A Swedish social psychologist and mathematician asked people with doctorates and master’s degrees in a variety of disciplines to read abstracts from real journal articles then rate the research. Half read the actual abstracts, the others, abstracts doctored with an irrelevant mathematical equation.
73% in education and other fields
62% in the social sciences or humanities
42% in math, science and technology
I’m not sure which finding is more distressing. The ones for the education crowd, perhaps those teaching math, or the last group. In terms of signficance, only the first two groups upgraded the nonsense math. The STEM crowd didn’t show any statistically significant preferences but they did tend to downgrade the bad math.
True the participants didn’t actually read the study and to be fair they might not have judged either article as superior. This is simply their impression based on a small amount of information but I recall some study saying most professionals only read the abstracts and not the article.

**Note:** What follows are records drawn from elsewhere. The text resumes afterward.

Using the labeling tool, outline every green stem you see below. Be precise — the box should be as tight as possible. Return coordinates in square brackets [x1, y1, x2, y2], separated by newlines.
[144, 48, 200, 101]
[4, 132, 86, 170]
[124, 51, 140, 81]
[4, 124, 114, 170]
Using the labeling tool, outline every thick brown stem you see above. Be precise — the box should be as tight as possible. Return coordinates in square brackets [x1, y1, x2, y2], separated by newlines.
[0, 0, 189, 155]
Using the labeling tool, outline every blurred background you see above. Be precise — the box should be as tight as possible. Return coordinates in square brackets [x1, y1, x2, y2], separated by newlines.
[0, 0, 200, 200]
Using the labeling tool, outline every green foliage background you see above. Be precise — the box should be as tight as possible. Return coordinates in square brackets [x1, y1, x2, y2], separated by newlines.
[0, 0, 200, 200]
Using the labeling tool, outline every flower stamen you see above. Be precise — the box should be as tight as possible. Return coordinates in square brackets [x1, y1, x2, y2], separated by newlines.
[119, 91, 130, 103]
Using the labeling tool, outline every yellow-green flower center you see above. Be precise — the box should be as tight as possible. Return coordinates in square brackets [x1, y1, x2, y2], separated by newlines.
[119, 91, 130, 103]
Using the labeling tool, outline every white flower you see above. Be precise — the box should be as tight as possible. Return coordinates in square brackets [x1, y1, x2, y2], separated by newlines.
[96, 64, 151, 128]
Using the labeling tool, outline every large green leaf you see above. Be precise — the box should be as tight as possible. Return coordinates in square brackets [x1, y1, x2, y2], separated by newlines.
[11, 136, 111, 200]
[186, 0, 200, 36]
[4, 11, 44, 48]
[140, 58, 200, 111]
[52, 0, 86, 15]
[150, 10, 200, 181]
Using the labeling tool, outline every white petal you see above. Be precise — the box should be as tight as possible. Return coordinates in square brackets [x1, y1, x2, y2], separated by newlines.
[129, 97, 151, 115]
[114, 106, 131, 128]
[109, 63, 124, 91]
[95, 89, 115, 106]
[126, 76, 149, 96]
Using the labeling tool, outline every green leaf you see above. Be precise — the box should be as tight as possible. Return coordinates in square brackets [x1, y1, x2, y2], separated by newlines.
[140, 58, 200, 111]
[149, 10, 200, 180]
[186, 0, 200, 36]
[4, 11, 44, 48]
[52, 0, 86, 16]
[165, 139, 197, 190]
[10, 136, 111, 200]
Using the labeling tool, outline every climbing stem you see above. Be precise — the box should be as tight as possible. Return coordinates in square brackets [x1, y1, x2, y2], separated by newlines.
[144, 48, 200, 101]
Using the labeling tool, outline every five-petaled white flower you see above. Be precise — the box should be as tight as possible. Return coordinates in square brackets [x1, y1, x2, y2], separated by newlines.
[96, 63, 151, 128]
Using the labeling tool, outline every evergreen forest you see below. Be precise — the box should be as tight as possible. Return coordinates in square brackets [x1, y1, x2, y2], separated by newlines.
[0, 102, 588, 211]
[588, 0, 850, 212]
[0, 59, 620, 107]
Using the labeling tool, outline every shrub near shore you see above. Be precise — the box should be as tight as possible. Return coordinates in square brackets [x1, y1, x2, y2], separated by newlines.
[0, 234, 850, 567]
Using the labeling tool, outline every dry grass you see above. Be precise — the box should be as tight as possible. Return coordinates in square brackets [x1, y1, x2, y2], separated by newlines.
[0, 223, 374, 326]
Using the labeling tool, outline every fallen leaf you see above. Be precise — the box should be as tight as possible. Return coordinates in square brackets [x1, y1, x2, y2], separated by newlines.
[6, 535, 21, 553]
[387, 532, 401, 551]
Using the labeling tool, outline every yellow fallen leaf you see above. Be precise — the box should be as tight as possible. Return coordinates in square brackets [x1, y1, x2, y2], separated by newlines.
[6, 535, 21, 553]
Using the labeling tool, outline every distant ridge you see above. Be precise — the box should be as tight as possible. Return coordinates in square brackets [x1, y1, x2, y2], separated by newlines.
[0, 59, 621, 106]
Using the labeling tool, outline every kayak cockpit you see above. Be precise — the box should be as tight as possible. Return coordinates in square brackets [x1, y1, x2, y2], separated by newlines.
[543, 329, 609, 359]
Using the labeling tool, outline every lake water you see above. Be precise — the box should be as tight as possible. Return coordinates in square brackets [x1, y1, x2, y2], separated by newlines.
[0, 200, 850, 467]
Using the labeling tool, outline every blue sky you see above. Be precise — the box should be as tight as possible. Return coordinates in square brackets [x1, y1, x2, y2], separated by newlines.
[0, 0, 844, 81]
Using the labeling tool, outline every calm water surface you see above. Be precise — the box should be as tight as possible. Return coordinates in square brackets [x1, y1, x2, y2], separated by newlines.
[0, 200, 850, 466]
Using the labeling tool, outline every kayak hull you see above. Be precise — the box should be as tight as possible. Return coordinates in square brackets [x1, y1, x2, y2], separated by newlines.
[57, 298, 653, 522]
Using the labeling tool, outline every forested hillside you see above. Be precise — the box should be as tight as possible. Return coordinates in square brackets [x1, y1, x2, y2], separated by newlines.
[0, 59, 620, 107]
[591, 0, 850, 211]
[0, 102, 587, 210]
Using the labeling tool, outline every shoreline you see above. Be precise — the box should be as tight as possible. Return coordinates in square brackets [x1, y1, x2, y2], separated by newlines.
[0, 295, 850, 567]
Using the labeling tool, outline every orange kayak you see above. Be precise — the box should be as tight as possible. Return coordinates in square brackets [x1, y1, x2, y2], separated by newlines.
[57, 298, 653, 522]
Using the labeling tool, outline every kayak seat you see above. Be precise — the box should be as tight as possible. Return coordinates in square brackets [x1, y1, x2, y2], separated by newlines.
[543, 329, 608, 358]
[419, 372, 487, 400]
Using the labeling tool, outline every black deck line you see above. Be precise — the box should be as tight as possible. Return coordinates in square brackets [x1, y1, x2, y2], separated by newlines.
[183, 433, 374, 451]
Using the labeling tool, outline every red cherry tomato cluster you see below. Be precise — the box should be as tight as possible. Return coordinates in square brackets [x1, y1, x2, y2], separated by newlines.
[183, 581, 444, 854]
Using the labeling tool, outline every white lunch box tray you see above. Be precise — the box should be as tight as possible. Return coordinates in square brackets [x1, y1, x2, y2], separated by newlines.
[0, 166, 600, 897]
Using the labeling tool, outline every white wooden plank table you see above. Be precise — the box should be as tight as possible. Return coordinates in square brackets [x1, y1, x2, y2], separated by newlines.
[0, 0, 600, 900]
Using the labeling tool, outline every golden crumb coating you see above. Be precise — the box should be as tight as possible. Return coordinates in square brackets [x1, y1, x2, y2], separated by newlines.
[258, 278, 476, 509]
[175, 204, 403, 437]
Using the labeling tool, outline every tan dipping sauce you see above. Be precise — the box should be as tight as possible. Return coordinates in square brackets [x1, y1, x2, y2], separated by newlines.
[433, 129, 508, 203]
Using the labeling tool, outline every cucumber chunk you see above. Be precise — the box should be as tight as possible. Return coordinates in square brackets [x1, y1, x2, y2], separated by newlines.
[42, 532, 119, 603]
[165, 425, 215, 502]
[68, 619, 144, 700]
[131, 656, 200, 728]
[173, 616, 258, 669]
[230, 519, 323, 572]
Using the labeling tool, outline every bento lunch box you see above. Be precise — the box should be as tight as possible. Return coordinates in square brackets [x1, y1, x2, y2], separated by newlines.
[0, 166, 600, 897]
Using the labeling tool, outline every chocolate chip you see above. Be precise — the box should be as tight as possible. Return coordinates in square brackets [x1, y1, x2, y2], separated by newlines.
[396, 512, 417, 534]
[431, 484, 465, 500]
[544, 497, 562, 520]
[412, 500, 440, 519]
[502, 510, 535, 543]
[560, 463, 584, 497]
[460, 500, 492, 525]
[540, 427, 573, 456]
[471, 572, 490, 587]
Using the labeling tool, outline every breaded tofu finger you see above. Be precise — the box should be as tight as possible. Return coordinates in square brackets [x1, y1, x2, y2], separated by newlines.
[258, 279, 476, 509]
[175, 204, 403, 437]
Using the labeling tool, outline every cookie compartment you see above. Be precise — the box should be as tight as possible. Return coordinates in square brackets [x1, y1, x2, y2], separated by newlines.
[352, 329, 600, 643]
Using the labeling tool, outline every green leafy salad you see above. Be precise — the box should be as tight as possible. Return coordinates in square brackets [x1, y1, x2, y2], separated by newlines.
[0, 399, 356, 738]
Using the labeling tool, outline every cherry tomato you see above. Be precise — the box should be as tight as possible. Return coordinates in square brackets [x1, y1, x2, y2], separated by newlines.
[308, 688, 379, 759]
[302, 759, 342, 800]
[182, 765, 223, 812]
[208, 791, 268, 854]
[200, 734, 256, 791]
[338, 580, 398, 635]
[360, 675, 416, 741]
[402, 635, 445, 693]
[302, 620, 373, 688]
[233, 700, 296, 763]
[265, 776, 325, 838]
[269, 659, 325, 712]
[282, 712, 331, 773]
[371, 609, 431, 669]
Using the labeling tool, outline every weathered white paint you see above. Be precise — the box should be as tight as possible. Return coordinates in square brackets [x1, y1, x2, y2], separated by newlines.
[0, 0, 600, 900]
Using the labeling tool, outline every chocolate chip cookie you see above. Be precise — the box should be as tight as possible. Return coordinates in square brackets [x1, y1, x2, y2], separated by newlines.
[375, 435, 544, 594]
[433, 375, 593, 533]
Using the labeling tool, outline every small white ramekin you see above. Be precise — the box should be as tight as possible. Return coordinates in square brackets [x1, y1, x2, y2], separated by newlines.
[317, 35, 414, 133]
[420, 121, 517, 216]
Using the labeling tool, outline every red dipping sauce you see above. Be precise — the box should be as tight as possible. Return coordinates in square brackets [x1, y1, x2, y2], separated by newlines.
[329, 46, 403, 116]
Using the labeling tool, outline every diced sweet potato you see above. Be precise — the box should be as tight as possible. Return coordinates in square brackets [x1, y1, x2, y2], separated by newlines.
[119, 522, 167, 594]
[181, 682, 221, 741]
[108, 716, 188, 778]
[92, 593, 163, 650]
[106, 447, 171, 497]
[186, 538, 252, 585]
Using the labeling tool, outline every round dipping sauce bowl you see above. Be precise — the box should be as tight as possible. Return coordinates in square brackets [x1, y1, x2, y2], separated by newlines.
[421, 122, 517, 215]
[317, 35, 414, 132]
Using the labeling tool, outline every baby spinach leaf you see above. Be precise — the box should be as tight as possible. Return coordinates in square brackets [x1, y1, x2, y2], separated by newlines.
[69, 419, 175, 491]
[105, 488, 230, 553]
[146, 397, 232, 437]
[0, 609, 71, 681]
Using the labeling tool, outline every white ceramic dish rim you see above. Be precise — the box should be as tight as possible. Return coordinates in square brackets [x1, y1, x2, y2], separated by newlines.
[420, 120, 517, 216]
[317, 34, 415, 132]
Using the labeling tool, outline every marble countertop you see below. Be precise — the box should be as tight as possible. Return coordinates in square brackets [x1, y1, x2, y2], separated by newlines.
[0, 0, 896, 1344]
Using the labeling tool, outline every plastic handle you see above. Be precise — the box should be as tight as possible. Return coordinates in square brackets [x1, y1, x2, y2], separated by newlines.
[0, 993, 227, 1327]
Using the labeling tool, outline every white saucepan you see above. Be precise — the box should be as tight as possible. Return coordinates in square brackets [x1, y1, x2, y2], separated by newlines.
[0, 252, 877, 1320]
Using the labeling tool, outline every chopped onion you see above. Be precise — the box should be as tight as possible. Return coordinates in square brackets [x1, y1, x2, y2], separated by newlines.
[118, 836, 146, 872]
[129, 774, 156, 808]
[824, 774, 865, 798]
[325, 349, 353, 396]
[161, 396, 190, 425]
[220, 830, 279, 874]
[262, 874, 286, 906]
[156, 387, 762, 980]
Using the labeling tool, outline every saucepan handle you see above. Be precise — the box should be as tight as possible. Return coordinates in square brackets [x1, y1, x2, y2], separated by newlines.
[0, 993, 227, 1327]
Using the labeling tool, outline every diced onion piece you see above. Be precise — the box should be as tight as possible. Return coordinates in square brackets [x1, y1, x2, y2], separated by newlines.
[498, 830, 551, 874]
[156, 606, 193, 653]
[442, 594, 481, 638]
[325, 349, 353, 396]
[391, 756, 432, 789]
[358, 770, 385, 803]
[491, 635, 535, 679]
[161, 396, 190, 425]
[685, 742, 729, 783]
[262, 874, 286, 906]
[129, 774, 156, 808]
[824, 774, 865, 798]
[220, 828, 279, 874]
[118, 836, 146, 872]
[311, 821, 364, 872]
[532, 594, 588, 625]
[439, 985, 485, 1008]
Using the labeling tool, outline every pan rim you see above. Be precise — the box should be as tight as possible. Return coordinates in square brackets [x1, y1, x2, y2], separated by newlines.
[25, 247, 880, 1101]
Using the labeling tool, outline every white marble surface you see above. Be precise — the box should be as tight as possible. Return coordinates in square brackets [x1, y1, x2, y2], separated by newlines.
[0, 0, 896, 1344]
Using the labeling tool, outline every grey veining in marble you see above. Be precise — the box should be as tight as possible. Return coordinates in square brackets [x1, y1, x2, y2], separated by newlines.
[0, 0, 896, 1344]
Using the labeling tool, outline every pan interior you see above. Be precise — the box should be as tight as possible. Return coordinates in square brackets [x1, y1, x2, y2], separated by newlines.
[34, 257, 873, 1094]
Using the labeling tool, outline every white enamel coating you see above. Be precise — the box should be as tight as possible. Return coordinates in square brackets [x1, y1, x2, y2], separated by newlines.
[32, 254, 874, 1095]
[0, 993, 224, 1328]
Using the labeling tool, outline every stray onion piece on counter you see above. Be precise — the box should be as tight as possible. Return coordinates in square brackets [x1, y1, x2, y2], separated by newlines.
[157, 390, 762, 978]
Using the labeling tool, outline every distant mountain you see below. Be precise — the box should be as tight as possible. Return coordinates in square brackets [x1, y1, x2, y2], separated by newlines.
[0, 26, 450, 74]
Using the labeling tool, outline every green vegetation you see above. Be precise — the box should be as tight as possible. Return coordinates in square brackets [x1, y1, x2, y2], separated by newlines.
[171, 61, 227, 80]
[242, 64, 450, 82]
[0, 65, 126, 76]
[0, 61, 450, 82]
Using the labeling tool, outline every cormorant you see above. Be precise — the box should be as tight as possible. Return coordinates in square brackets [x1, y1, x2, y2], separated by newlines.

I’d love to see him replicate this study with people not accustomed to reading abstracts or better yet, replicate it with a news article instead of a journal abstract – and recruit experts and others.
In any event The Nonsense Math Effect is still a timely issue as our attention spans and smart phones shrink. If even the super geeks amongst us get awestruck by a few mathematical notations then is there any hope for the rest of us?
This is fascinating and hilarious and scary all at the same time. To think you can bolster your arguments just by throwing some irrelevant nonsense math in there — good to know I guess! Thanks for sharing!
Yes if you try it yourself let me know! Tread carefully stats can kill a conversation.